American sociologist

Thomas Cushman (born 1959) is an American sociologist. He is the professor of social sciences and sociology at Wellesley College.

Cushman is editor of The Routledge Handbook of Human Rights (2011) and founder and editor-at-large of the Journal of Human Rights. He is a member of the editorial board of the Journal of Controversial Ideas.

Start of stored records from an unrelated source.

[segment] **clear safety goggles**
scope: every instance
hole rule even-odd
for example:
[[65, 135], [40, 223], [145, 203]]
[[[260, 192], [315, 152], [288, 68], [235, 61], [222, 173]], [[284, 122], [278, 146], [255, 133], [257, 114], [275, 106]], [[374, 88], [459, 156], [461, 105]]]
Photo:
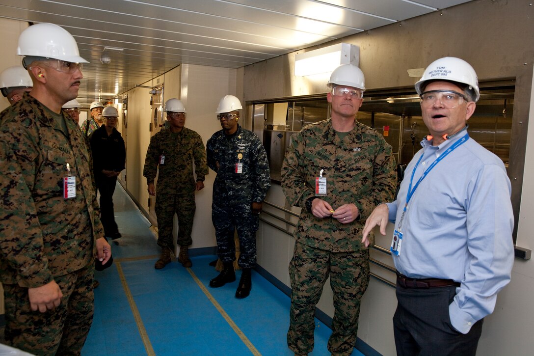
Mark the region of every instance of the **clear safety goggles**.
[[237, 114], [230, 114], [230, 113], [219, 114], [218, 115], [217, 115], [217, 119], [221, 120], [221, 119], [224, 119], [227, 121], [229, 121], [231, 120], [233, 120], [234, 119], [239, 117], [239, 115], [238, 115]]
[[167, 116], [171, 119], [178, 119], [185, 117], [185, 112], [174, 112], [174, 111], [167, 111]]
[[355, 90], [347, 87], [336, 86], [332, 88], [332, 94], [336, 96], [346, 96], [349, 95], [355, 99], [361, 99], [364, 96], [364, 92], [362, 90]]
[[464, 100], [469, 101], [465, 95], [453, 90], [430, 90], [421, 93], [419, 97], [423, 106], [431, 106], [438, 100], [445, 109], [453, 109]]
[[47, 67], [52, 68], [61, 73], [72, 74], [78, 69], [80, 69], [80, 71], [82, 71], [82, 65], [81, 63], [66, 62], [60, 59], [49, 59], [40, 61]]
[[77, 107], [72, 107], [69, 109], [64, 109], [63, 110], [68, 114], [69, 115], [73, 115], [74, 114], [79, 114], [81, 112]]

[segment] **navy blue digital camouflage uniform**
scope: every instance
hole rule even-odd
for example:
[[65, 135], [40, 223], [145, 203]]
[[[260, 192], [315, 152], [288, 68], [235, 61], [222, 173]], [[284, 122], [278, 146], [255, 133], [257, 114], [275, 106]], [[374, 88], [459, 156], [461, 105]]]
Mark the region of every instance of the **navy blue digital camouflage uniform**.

Thomas Orton Cushman received his B.S. degree in psychology from Saint Michael's College in 1981. He completed an M.A. degree in sociology at the University of Virginia in 1983 with the thesis Symbols and Social Movements: The Case of the Moral Majority. Cushman then earned a Ph.D. degree in sociology from the University of Virginia in 1987 with the thesis Ritual and the Sacralization of the Secular: Social Sources of Conformity and Order in Soviet Society.

==Bibliography==
- Notes from Underground: Rock Music Counterculture in Russia (A Choice Outstanding Academic Book, 1995)
- This Time We Knew: Western Responses to Genocide in Bosnia, edited with Stjepan Meštrović (New York University Press, 1996)
- Critical Theory and the War in Croatia and Bosnia (Henry M. Jackson School of International Affairs, University of Washington, 1997)
- George Orwell: Into the 21st Century, with John Rodden (Paradigm, 2005)
- A Matter of Principle: Humanitarian Arguments for War in Iraq, editor (University of California Press, 2005)
- Terror, Iraq and the Left: Christopher Hitchens and His Critics, with Simon Cottee (New York University Press, 2008)
- The Religious in Responses to Mass Atrocity, edited with Thomas Brudholm (Cambridge University Press, 2009).